Survivor of the Goliad Massacre

Dillard Cooper (1814-1896) was an American farmer and Texas Revolutionary soldier who survived the Goliad massacre. Born in South Carolina, Cooper married his first wife, Lucinda, and moved first to Tennessee and then to Courtland, Alabama.

In November 1835, Cooper joined Courtland doctor Jack Shackelford's Alabama Red Rovers, a filibuster force raised to support Texas' effort to secede from Mexico Cooper remained in camp with the Rovers until December 12, 1835 when the unit set out for Texas, stopping first in New Orleans and arriving at Dimmit's Landing on Lavaca Bay on January 19, 1836. From there, the Red Rovers joined James Fannin's command and on March 19–20, fought in the Battle of Coleto Creek where Cooper suffered minor wounds. The Texians had been caught on open prairie and, after Mexicans reinforcements arrived on the second day, were overwhelmed and forced to surrender. Mexican president Antonio López de Santa Anna had ordered General José de Urrea to treat the rebellious Texians as pirates instead of soldiers and to have them executed in accordance with the law rather than kept as prisoners of war.

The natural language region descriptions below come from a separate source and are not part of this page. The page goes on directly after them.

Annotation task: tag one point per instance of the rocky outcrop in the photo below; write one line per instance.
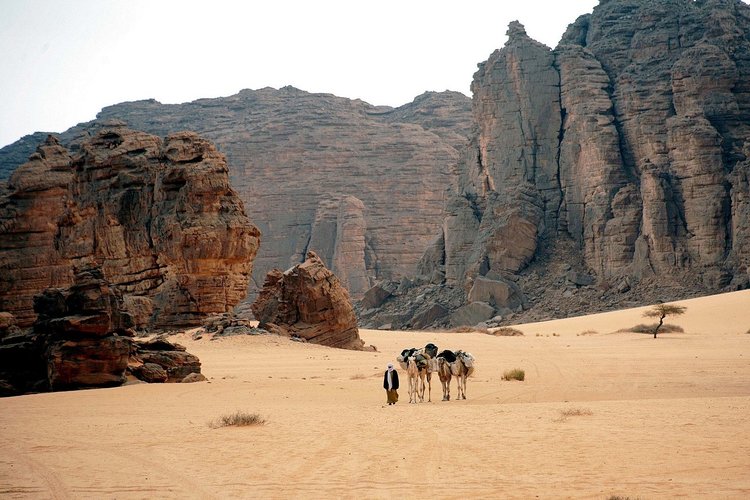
(159, 360)
(609, 172)
(82, 339)
(159, 217)
(323, 173)
(308, 302)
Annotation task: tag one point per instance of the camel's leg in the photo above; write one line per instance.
(446, 389)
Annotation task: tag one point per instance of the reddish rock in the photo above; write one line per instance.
(309, 302)
(160, 217)
(84, 330)
(343, 148)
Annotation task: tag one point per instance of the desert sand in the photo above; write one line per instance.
(598, 415)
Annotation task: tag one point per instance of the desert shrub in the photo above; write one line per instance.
(238, 419)
(643, 328)
(468, 329)
(514, 374)
(506, 331)
(573, 412)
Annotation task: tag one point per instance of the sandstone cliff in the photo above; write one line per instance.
(158, 216)
(361, 185)
(308, 302)
(612, 170)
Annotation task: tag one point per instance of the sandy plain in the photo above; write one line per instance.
(598, 415)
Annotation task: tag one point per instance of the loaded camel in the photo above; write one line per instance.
(419, 365)
(459, 365)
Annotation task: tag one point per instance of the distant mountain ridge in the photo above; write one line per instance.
(613, 170)
(361, 185)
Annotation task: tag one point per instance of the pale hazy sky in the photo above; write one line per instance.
(61, 61)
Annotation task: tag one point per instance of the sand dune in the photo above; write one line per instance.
(599, 414)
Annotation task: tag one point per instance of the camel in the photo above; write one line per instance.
(459, 365)
(462, 369)
(412, 372)
(425, 362)
(444, 374)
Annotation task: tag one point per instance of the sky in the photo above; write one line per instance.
(61, 62)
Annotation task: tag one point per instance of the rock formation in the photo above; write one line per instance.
(612, 170)
(84, 330)
(308, 302)
(159, 360)
(319, 172)
(159, 217)
(82, 339)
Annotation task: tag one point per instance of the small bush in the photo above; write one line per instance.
(506, 331)
(238, 419)
(514, 374)
(650, 329)
(468, 329)
(573, 412)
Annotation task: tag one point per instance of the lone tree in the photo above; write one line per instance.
(661, 311)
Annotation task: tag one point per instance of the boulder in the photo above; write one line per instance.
(158, 215)
(308, 301)
(499, 293)
(173, 361)
(85, 331)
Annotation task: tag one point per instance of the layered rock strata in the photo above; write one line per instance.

On March 27, Cooper survived the massacre of 425 men at Goliad, running away as the bodies of his companions fell. Cooper soon linked up with three other surviving members of Red Rovers, Zachariah S. Brooks, Wilson Simpson, and Isaac D. Hamilton. Cooper and the others traveled by night, narrowly avoiding detection and recapture, sometimes by only a few feet. After a two week journey, moving from one abandoned village to the next in search of food and forced to abandon Hamilton, due to his wounds, Cooper and the other two Red Rovers finally linked back up with Texian forces at the Brazos River. Hamilton would ultimately survive after being recaptured and again escaping.

Cooper was granted land by the Republic of Texas for his service and farmed until his death. He married three times, was twice a widower, and fathered 5 children, all with his first wife. Cooper lived in Colorado and Hays Counties before finally moving to his son-in-law's farm in Llano County. At least one source claims that when he died in 1896, he was the last living survivor of the Goliad Massacre. The same source claims that near the end of his life Cooper was living on a "pitiful pension" of $150 a year from the state of Texas leaving him in poverty.

Cooper is buried in the Llano City Cemetery in Llano, Texas. In 2008, the State of Texas installed a historical marker at his grave site.